Artefak yang direpatriasi meliputi berbagai benda dari koleksi perang Puputan Badung yang diambil selama intervensi Belanda di Bali pada tahun 1906, dan arca-arca bersejarah dari Candi Singhasari di Jawa Timur.
Koleksi tersebut mencakup satu arca Ganesha, arca Brahma, arca Bhairawa, dan arca Nandi yang sebelumnya sudah dipulangkan pada repatriasi tahun 2023.
Ia menjelaskan, seluruh koleksi yang berhasil direpatriasi akan dikelola oleh Museum dan Cagar Budaya atau Indonesian Heritage Agency.
Benda-benda bersejarah itu juga akan dipamerkan dalam rangka pameran kembali Museum Nasional Indonesia yang akan dibuka untuk umum pada tanggal 15 Oktober.
Pameran ini disebut Hilmar tak hanya menjadi kesempatan bagi masyarakat untuk melihat langsung artefak-artefak bersejarah itu.
“Tetapi,” demikian Hilmar,” juga menjadi ajang pembelajaran dan apresiasi terhadap perjuangan dan kerja keras Indonesia dalam memulihkan warisan budayanya.”

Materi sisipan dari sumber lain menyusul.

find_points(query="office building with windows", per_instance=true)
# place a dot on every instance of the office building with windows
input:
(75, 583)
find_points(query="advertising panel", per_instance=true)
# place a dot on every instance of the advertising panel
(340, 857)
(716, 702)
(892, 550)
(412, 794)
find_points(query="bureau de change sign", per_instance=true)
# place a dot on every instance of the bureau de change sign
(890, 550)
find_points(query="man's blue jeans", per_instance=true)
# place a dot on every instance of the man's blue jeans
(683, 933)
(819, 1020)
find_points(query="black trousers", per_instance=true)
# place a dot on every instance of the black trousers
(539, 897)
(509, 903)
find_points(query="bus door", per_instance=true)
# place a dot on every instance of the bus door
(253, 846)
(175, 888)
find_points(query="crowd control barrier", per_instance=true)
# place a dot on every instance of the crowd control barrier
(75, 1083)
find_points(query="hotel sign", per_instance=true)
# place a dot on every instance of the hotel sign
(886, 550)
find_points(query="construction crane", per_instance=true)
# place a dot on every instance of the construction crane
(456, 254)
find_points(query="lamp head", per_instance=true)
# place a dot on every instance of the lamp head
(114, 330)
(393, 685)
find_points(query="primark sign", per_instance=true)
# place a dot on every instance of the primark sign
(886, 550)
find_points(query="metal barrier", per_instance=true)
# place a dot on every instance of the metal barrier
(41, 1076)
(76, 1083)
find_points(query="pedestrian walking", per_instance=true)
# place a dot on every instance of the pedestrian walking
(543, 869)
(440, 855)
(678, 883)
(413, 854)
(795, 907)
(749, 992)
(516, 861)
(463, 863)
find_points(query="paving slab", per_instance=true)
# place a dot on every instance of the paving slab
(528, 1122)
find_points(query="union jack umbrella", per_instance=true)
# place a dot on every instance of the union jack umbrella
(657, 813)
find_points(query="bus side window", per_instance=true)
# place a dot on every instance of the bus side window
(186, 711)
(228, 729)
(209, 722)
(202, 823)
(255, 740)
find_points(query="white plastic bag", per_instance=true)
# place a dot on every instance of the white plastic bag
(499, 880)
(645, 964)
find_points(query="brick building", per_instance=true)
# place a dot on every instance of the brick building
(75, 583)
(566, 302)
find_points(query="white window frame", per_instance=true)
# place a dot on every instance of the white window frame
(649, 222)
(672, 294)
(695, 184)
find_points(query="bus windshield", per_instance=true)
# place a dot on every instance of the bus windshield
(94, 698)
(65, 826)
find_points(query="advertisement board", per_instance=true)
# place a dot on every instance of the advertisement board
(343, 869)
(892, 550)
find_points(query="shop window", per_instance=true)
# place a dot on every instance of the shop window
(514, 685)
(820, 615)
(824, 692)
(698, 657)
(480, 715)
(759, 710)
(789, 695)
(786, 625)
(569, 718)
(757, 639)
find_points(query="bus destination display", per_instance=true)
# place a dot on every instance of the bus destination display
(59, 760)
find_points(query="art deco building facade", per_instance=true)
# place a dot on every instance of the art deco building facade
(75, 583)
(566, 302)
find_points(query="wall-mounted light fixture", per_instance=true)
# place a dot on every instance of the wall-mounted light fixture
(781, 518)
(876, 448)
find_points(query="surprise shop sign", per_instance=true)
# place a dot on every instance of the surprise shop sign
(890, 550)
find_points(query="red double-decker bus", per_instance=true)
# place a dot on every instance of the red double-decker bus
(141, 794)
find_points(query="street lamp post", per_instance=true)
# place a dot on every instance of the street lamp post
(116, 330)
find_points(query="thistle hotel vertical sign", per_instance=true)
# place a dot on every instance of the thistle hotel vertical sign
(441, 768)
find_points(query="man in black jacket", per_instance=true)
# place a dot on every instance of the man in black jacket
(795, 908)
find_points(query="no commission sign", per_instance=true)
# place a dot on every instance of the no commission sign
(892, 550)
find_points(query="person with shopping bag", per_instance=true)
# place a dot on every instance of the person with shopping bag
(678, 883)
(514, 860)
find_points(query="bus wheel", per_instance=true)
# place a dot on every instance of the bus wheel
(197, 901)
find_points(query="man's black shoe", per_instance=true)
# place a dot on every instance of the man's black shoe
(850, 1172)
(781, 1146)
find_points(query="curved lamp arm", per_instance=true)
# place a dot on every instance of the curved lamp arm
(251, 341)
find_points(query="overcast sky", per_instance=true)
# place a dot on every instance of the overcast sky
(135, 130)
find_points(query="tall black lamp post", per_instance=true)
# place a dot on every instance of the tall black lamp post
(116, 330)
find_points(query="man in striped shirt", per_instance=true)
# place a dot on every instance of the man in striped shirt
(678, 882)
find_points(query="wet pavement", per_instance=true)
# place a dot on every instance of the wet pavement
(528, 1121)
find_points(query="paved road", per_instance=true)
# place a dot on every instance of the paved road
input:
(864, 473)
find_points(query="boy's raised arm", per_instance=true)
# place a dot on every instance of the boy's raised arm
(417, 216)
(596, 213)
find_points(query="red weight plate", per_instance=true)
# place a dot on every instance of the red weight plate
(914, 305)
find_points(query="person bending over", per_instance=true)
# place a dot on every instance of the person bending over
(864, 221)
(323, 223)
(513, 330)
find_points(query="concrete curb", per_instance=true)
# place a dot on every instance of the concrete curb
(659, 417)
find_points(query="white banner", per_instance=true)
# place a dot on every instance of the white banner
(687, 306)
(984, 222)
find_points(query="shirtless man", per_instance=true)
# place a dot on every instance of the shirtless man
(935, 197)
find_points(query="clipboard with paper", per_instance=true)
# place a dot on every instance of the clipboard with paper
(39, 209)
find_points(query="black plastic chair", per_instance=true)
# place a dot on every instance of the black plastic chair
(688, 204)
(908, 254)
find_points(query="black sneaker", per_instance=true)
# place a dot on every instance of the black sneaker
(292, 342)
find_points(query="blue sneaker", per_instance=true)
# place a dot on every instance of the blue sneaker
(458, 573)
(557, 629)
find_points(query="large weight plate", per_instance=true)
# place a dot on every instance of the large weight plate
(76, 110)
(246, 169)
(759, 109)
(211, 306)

Dia menambahkan penelitian asal-usulnya dapat meningkatkan wawasan mendalam tentang sejarah dan peran benda-benda itu dalam konteks peradaban Nusantara.
“Sehingga memungkinkan generasi saat ini dan yang akan datang untuk menghargai lebih dalam warisan budaya yang kita miliki,” paparnya.
Dia lalu berharap repatriasi itu dapat memperkuat identitas budaya nasional, sekaligus simbol hubungan diplomatik yang semakin erat antara Indonesia dan Belanda.